There have been some fascinating studies that illustrate the role of chance in the evolutionary process. In a yet- unpublished manuscript by Jeffrey Laurence, (a leading AIDS researcher), he writes about studies conducted by Dr. Richard Lenski of Michigan University. Dr. Lenski put twelve genetically identical groups of E. Coli bacteria in twelve identical clear plastic flasks. After each group reached a certain level of growth (2000 generations) he modified the environment in which the bacteria were growing (changing their environment from a glucose-based broth to a maltose based one). He then observed how well each colony adapted to this environmental change. Just as we’d expect, some colonies fared better than others, but there were survivors in all 12 flasks. However, as Dr. Laurence puts it: “..the DNAs of bacteria from each of the twelve flasks changed differently, using very different genetic mutations to accomplish the same goal, their survival”.
So – what does this all have to do with God? Chance. Why did a certain mutation occur in a species? Chance. Or maybe it was God. If we attribute the random events in our personal lives to God, why is it that we wouldn’t consider that God could be the driving force in the random events in nature as well? I do NOT see this as proof of God’s existence. As I wrote in my last post – I think such proofs are a waste of time.

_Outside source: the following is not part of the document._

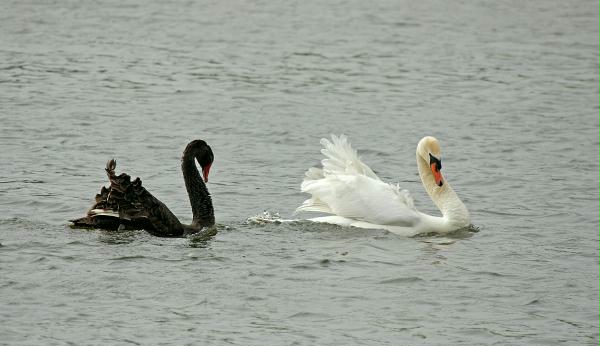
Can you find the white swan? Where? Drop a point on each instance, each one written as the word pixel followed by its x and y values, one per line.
pixel 350 190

But it is an interesting way to think about God – and it certainly would give God plenty to do.
I am sure most folks will strongly dislike this argument – either because you are an atheist who is annoyed at yet another ignorant believer trying to find a role for God in the universe; or, more interestingly, because you are a believer who likes to think about God as being the beneficent designer of the natural order, not the force behind the random events in nature that bring us all sorts of ‘bad’ things (such as hurricanes) as well as ‘good’ things (such as fluffy puppies). I am going to explore this issue of the connection between our perceptions of God and morality in later posts, but for now, I’d just like to bring this back to the point I made at the beginning: if we are going to posit that God is ultimately unknowable (a key and crucial response to any atheist critique) then how can we be so sure we know exactly what God is like? All we can do is the kind of stuff I’m trying to do in this blog: explore different ways of thinking about God, and see which of them seem to make the most sense.